Saturday, 31 August 2013

Rat Plague in Western Queensland

In September 1950, The Northern Miner reported that rats had begun to invade Julia Creek in ‘rather large numbers’.  It stated that for some time prior to this, reports had been coming in from the country areas that rats were very numerous, and now they had reached the town of Julia Creek.  A report from Muttaburra in January 1951 stated that ‘hundreds of starving rats are invading homes and gardens at flood-bound Muttaburra’ and that residents there were ‘killing an average of 15 to 20 rats a day in their homes or backyards’.


A mob of sheep on Eddington Station, near Julia Creek, Queensland.
Image:  State Library of Queensland.

My late Grandmother Evelyn Wilder told me her memories of the rat plague on a sheep station near Julia Creek in 1951:

“I went out west with Al in 1951 when he went back shearing.  To Quambetook Station in the Julia Creek district.  I was going to cook for the shearers.  I wasn’t feeling too good at the time, because I was pregnant with our second child.  I remember getting there this first night in a hard-backed old lorry.  I heard this dreadful noise as I got off the truck.  I said, ‘what’s that noise?’  Nobody answered me, but it was rats.  Hordes and hordes of rats - millions of them.  Somebody said there was a rat plague.  All I’d ever seen was plagues of grasshoppers.  What a shock I was in for!  Those rats were about a foot long.  Every step you took you had to kick them out of the way.  It was horrible.  It was impossible for me to sleep at night.  I’d look over and see Al sleeping, and the rats were on his face, chewing on him and he was sleeping through the lot.  I’d wake him up and say, ‘the rats are chewing you’.  He’d say, ‘go to sleep’.  I said, ‘I can’t sleep, we’ve got a baby here, they’ll chew her’.  I wasn’t game to sleep, you see.  So I got to be a nervous wreck.

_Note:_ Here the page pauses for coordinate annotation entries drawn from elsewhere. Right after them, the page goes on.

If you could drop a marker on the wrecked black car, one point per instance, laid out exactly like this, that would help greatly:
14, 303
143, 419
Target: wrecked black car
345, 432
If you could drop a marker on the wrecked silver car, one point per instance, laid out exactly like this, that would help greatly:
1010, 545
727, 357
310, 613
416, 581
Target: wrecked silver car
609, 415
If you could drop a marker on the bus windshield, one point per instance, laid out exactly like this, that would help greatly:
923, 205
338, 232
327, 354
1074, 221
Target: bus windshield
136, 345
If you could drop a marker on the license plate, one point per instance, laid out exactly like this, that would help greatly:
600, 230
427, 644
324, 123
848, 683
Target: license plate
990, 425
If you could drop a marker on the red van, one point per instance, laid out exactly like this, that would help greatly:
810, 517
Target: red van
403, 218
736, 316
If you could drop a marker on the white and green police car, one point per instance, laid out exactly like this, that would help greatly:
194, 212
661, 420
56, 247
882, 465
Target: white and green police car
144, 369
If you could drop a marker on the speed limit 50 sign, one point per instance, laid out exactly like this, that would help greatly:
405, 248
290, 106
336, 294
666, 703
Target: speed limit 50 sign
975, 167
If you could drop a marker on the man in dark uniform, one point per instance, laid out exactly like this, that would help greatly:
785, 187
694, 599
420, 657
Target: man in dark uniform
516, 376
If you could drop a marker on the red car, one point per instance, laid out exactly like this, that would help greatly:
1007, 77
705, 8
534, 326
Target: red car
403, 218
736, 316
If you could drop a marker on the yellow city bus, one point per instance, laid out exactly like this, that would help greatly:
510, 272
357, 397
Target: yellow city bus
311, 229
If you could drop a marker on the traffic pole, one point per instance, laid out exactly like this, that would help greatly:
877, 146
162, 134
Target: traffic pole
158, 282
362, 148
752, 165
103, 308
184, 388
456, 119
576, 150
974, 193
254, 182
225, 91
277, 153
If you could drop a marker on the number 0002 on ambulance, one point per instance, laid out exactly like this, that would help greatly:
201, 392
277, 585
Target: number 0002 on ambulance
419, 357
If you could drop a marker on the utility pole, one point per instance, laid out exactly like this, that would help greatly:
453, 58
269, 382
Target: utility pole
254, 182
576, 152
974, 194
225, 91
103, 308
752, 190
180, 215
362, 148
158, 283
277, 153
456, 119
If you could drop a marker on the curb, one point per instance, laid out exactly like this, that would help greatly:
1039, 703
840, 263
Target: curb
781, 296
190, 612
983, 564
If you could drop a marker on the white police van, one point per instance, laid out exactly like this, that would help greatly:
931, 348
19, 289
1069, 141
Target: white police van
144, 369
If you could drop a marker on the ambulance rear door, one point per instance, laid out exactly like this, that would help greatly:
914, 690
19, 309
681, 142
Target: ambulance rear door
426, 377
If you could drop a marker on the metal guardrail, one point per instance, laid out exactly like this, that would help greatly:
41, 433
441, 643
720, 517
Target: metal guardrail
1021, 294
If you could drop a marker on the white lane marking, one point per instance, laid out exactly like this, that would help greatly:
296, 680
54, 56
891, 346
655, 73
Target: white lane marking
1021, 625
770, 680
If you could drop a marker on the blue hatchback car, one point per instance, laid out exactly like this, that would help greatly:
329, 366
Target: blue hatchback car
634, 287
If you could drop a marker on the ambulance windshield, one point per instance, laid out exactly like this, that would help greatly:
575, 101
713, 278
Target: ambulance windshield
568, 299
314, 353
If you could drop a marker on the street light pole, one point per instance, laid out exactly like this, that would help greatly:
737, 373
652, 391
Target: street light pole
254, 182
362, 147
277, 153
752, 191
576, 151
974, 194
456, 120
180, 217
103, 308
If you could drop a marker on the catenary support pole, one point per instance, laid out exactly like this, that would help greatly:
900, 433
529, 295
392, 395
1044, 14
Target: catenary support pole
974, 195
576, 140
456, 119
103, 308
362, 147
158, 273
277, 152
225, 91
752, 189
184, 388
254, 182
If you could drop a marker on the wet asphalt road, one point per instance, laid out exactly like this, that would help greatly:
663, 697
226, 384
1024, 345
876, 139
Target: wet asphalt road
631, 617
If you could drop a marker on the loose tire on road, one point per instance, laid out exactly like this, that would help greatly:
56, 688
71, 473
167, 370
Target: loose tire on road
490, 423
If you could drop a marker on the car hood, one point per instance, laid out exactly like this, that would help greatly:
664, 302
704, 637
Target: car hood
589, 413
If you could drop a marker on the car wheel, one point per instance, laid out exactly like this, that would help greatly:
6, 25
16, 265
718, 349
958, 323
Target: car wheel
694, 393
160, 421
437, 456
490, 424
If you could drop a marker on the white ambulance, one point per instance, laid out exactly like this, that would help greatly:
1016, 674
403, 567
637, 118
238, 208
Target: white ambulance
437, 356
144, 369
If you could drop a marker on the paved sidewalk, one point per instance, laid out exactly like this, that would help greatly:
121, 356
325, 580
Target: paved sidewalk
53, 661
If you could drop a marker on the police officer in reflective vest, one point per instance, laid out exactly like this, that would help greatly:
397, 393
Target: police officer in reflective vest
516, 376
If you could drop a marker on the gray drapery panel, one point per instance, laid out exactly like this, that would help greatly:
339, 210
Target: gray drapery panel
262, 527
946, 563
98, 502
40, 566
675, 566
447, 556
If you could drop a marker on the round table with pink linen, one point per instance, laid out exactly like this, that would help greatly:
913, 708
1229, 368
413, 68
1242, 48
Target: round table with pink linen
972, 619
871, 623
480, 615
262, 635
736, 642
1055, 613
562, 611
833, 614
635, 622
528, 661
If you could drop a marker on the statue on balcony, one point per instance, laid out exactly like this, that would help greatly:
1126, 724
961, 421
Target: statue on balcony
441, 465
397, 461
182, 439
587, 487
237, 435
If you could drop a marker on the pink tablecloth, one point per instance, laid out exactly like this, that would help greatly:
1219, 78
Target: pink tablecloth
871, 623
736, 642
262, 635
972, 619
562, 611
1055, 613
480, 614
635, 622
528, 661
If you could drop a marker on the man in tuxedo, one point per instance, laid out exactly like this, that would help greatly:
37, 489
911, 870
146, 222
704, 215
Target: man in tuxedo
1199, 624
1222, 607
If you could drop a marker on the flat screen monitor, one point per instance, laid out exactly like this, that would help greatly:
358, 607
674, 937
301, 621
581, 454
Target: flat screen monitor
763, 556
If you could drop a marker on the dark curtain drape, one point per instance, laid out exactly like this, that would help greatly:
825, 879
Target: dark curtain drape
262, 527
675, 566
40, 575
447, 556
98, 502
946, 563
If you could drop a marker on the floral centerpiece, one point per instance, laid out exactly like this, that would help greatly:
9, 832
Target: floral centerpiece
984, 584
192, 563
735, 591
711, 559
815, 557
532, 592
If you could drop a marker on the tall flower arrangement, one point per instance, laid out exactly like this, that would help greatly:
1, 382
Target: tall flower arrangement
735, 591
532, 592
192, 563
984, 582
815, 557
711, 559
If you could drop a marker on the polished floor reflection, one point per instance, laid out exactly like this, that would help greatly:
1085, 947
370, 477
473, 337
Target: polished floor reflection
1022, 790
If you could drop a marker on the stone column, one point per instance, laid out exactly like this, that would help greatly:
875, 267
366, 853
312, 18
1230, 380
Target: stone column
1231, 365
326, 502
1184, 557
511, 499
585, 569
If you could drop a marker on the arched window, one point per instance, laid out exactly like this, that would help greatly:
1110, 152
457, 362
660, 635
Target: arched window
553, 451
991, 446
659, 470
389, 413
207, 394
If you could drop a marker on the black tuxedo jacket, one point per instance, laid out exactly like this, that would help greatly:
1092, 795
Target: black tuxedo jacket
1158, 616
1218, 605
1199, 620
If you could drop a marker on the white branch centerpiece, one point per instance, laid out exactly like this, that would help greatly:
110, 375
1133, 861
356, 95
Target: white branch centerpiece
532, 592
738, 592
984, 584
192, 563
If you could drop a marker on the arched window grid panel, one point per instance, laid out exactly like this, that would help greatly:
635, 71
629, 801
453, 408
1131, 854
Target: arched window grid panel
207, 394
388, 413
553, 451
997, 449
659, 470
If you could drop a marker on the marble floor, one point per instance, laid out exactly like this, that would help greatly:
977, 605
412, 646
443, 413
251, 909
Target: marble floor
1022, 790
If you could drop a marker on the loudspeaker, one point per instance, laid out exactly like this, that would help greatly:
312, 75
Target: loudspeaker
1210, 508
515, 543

The rats would chew through everything.  They’d get in the pantry - it didn’t matter that it was locked up - they chewed through boards and everything to get to the stuff in the pantry.  All night long you’d hear peas and other stuff dropping.  You know, they used to get into the bread.  They would get right inside of it and there’d be nothing left of it next day.  You’d get up in the morning and there’d be no food in the pantry.  Of course, I was supposed to cook for the men – prepare five meals a day, seven days a week.  And there was no refrigeration on Quambetook in those days.  The going was very tough with 120 degree heat.  We had canvas water bags to cool off the water. 

In the end we put a piece of tin up, so they couldn’t get into the pantry.  We had a bit of peace after that.  I’ve never seen rats like them.  They used to shriek and squeal, it was indescribable.  In the end, the baby got very sick.  We had to get the Ambulance out and we went in to the hospital at Julia Creek.  After that I brought her home (to Townsville).  She was on a diet for a long time of dry toast and Vegemite.  I think it was the rats.  I’ve never seen anything like that and never want to again.  They’d eat the country out as they went along. The rats were like a carpet, all the rats going along.”
 
Sources:
The Nothern Miner, 30 September 1950, p. 3.
Morning Bulletin (Rockhampton), 21 January 1951, p. 1.
Townsville Daily Bulletin, 4 July 1950, p. 2.
Interview with Evelyn Wilder, private collection of Trisha Fielding.